Queenslands Restaurants bieten spannende Erlebnisse für den
Gaumen – Oft steht etwas ganz Unerwartetes auf der Speisekarte

Ein Nationalgericht haben die Australier zwar nicht, dafür aber einen bunten Mix aus verschiedensten „importierten“ Speisen von Einwanderern aus aller Welt. So findet man in australischen Küchen alles, was das Herz begehrt – von frischem Seafood über Thai Curry bis hin zu mediterranen Gerichten. Das wohl beliebteste Essen auf dem Fünften Kontinent ist und bleibt aber das Barbecue. Egal zu welchem Anlass: jede Gelegenheit wird genutzt, um den Grill anzuwerfen.

Experimentierfreudige Urlauber, die sich auf ein kulinarisches Geschmackserlebnis der etwas anderen Art einlassen möchten, haben in Queensland verschiedene Möglichkeiten, Bush Food oder Bush Tucker zu probieren – Essen, das auf die traditionelle Küche der Aborigines zurückgeht und ausschließlich einheimische Pflanzen und Tiere verwendet. Egal ob Kamel-Pastete, Emu-Carpaccio oder Känguru-Braten – eine gelungene Abwechslung für den Gaumen ist garantiert. Hier ein paar kulinarische „Leckerbissen“:

Köstliches Krokodil
Käsekuchen mal mit Krokodilgeschmack? Queensland-Besucher, die das proteinreiche Fleisch von Schnappi in einem Kuchen verpackt probieren möchten, können das in der „Silky Oaks Lodge“ im Daintree Regenwald tun. Vielleicht darf es aber auch Krokodil in Salz und Pfeffer als Vorspeise sein? Auf der Speisekarte vom „Ochre Restaurant“ in Cairns kann dies bestellt werden. Und wer lieber Crocodile Satay mit Chilli-Salat und Teriyaki-Soße versuchen möchte, ist im „Restaurant Dundee’s“ an Cairns’ Waterfront genau richtig.

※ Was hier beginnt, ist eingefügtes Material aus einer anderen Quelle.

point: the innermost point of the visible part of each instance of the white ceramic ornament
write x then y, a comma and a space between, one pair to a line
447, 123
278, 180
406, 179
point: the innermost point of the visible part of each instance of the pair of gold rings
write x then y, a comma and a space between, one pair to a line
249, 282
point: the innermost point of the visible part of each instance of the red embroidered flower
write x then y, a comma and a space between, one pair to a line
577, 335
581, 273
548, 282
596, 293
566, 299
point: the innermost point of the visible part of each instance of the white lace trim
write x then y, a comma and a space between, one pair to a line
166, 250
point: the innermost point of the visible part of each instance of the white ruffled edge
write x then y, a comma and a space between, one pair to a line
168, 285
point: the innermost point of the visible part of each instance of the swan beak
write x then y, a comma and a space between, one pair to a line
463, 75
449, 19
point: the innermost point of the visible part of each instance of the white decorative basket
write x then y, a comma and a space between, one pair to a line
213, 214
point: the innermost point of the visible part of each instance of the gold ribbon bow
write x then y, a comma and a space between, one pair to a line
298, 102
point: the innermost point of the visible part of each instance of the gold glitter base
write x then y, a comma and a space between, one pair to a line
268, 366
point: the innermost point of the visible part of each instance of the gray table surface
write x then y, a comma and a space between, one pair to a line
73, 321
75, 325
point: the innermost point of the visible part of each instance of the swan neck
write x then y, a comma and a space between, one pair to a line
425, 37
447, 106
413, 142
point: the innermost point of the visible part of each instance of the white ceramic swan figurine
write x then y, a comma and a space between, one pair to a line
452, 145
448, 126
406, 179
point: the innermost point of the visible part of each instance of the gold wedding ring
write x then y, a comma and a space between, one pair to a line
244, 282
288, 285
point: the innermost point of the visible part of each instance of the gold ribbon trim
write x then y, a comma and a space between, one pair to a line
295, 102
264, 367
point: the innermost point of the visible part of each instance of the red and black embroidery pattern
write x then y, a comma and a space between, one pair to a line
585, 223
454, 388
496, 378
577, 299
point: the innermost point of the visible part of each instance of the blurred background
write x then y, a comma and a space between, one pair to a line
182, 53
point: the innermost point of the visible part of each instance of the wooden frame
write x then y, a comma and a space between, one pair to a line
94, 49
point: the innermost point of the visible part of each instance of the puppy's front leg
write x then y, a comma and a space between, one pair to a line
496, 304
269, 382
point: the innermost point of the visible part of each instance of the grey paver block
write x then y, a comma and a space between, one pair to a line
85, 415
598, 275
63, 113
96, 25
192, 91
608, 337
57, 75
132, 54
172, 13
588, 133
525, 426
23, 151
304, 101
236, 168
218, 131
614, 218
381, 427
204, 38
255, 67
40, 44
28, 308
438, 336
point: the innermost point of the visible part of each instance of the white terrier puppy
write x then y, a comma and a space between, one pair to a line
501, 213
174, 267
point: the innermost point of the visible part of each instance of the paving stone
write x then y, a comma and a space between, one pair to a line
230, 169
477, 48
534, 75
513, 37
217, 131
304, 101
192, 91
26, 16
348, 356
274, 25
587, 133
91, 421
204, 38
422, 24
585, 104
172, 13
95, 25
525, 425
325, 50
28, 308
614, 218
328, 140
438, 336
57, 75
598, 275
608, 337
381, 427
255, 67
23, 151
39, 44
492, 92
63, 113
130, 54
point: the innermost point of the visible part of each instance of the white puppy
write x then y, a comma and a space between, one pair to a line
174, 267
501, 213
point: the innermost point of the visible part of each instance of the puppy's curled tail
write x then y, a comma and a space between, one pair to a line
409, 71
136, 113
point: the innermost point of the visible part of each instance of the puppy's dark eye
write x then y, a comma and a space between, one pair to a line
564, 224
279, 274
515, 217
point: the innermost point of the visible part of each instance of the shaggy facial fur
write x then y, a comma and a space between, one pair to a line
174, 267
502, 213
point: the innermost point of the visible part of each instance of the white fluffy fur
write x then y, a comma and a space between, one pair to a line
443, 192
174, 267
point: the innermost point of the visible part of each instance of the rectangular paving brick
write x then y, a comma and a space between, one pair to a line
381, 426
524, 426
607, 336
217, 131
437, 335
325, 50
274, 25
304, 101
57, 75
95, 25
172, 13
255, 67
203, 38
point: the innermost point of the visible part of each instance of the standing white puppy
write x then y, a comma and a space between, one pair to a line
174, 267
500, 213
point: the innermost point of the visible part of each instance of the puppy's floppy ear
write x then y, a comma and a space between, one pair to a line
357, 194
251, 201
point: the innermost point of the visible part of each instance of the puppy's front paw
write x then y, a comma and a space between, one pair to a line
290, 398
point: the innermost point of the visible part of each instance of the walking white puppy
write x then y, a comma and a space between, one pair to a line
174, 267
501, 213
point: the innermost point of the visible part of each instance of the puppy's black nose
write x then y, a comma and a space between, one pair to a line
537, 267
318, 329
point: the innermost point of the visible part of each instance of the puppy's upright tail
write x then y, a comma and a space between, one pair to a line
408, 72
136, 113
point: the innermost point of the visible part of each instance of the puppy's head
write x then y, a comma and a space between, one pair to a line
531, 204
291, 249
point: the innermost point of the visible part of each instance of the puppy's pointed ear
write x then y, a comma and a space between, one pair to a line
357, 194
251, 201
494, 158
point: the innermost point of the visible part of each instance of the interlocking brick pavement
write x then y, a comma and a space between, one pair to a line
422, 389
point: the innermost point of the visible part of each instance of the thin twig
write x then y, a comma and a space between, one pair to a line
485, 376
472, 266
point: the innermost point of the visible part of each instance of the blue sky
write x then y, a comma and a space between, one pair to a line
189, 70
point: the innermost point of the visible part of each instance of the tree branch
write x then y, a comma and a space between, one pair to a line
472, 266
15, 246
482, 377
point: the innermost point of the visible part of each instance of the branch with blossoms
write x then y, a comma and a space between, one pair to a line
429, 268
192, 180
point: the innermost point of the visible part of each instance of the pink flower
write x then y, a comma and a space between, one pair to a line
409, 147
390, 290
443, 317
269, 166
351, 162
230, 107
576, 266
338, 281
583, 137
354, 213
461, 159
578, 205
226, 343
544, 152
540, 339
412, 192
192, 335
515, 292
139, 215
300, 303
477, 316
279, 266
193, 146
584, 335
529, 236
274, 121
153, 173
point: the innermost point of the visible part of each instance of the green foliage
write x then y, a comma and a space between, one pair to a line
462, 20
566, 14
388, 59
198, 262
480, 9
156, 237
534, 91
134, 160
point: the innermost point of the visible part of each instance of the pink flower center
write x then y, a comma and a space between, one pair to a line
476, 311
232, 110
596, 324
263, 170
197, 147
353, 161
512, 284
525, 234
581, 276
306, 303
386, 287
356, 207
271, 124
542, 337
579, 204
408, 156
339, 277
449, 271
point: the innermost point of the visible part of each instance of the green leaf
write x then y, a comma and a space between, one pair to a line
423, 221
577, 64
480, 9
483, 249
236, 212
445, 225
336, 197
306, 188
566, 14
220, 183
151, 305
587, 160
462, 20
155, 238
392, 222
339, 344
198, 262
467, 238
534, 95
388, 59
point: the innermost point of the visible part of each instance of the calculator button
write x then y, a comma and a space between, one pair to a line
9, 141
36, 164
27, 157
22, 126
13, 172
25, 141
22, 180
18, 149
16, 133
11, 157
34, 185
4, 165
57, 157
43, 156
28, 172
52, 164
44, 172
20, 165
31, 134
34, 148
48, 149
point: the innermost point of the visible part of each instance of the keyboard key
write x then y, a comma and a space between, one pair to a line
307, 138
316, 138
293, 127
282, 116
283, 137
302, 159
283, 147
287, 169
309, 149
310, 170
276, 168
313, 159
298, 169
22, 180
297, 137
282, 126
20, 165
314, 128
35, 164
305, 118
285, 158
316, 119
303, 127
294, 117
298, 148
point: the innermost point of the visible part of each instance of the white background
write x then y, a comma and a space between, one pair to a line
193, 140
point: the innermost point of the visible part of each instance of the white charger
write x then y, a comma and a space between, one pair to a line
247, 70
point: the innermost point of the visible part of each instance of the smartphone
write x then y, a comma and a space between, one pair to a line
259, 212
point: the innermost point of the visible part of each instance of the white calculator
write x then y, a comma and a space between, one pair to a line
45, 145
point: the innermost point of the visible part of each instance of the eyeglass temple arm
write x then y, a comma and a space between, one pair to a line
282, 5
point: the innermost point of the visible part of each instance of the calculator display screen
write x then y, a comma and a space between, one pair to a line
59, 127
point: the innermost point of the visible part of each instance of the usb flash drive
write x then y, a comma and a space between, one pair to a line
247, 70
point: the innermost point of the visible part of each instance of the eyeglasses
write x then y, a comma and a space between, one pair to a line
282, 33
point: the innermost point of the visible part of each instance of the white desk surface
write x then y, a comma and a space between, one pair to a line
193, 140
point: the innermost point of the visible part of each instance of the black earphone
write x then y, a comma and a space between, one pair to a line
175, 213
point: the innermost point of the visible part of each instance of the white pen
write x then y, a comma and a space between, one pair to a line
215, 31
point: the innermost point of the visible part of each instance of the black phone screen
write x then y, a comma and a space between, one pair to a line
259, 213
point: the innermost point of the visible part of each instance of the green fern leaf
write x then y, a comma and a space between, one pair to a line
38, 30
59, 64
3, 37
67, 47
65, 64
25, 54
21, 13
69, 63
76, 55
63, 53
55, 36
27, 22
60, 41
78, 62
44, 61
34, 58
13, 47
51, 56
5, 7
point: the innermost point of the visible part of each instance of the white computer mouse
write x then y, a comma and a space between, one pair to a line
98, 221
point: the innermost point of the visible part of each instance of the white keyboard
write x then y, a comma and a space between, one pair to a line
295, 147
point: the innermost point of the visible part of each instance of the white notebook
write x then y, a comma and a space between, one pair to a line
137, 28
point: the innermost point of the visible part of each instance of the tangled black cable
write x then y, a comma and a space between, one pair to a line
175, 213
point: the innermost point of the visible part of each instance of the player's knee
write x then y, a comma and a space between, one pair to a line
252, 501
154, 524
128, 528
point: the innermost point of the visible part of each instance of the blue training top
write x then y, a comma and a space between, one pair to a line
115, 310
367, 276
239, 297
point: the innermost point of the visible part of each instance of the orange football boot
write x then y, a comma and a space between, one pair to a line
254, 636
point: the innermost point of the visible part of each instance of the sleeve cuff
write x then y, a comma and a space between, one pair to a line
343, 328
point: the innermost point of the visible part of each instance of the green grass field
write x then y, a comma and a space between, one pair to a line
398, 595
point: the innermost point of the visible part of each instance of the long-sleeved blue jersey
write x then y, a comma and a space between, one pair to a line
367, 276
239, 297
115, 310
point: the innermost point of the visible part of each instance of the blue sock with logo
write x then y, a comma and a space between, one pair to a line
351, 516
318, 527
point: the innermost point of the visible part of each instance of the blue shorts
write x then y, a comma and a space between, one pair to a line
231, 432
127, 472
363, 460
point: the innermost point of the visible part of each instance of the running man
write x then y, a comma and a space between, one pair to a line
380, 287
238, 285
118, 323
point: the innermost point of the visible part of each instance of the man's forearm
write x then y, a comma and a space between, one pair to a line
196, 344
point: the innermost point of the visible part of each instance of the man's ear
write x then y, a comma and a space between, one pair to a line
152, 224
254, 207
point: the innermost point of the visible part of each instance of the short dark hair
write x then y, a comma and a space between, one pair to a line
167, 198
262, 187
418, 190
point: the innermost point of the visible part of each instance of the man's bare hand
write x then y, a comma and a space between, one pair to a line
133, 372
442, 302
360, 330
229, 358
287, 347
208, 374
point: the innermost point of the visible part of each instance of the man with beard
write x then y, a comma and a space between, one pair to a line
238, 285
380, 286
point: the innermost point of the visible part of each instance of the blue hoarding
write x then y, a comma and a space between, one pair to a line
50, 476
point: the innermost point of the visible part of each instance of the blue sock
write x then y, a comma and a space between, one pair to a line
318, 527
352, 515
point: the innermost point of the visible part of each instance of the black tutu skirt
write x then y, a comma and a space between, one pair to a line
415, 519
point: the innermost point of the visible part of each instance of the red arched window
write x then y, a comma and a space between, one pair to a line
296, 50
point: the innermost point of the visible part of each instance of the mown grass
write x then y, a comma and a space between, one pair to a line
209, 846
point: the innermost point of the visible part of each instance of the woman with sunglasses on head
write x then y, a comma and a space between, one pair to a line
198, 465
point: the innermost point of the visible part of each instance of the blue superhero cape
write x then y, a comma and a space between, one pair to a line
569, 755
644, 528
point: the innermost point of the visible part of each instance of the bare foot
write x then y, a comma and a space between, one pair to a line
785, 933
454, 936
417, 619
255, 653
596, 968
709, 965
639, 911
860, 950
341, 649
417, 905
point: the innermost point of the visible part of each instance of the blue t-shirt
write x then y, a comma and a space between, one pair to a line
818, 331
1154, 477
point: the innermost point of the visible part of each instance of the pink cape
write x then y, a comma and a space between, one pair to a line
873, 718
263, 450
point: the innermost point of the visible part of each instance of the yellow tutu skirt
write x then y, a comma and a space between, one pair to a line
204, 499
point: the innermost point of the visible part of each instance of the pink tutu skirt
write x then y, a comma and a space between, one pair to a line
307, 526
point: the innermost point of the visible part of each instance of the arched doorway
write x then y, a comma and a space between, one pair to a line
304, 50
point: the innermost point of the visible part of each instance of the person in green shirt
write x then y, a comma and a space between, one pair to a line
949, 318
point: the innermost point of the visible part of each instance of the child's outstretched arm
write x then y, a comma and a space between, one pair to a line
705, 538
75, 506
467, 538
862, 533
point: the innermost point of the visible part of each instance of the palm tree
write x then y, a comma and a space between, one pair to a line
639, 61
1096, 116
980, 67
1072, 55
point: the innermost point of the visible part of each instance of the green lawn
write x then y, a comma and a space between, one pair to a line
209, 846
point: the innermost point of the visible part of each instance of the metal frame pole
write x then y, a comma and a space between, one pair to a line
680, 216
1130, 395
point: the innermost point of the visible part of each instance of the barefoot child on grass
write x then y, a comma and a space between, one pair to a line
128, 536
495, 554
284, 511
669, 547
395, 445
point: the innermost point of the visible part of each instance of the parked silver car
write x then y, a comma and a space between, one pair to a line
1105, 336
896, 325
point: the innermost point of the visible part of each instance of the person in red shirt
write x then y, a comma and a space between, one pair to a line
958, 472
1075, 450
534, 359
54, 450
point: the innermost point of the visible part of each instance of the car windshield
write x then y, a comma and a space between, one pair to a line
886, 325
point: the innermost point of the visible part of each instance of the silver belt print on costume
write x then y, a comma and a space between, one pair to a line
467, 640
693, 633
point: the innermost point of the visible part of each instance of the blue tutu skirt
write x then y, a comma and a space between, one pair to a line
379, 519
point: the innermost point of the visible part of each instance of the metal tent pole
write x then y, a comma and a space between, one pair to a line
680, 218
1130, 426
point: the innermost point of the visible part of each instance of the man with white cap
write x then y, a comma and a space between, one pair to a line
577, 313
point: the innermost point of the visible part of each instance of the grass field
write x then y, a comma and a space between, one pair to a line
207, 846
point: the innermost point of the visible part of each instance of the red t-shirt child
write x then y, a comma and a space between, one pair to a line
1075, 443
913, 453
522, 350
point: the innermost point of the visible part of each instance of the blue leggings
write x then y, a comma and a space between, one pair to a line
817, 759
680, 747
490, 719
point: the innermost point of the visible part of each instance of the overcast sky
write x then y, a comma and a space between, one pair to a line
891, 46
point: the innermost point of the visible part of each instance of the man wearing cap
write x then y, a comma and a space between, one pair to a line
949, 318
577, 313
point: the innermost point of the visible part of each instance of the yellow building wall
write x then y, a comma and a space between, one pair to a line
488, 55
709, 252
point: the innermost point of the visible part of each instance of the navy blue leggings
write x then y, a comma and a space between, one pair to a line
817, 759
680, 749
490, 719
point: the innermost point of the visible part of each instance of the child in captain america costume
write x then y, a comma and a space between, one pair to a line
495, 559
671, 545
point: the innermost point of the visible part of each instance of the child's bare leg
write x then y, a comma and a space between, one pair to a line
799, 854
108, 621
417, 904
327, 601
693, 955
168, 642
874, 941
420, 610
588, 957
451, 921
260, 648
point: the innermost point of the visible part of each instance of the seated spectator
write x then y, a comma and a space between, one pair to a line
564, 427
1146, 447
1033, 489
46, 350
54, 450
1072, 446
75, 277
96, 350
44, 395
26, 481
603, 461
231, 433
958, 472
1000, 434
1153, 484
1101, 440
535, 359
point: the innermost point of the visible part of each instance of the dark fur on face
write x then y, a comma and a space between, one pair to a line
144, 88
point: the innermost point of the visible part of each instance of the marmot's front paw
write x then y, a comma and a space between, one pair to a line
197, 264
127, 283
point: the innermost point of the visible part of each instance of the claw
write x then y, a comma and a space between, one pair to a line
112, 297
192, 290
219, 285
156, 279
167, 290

Curry Camel Pie – das gibt es nur im Outback
Das kleine und abgelegene Outback-Örtchen Birdsville ist bekannt für die jährlich am ersten September-Wochenende stattfindenden Birdsville Races. Zahlreiche Besucher reisen dafür extra an, um bei den Pferderennen zuzusehen. Spannend geht es dann auch in der „Birdsville Bakery“ zu, in der Curry Camel Pie serviert wird.

Emu in allen Variationen
Der Emu brilliert nicht nur in freier Natur mit einer Laufgeschwindigkeit von bis zu 50 Stundenkilometern und einer Größe von bis zu 1,80 Metern. Sein Fleisch kann sich auch auf dem Teller sehen lassen: geschmacklich eher wie rotes Fleisch eignet es sich zum Räuchern, Braten, Schmoren und zum Grillen. Die „Public Bar & Kitchen“ in Brisbane bietet seinen Gästen eine spezielle Spaghetti Emu-Bolognese und kombiniert italienische Pappardelle-Bandnudeln mit einer Emu-Kaninchen-Soße. Emu steht auch auf der Speisekarte des „Ochre Restaurant“ in Cairns – hier gibt es Emu-Carpaccio als Vorspeise.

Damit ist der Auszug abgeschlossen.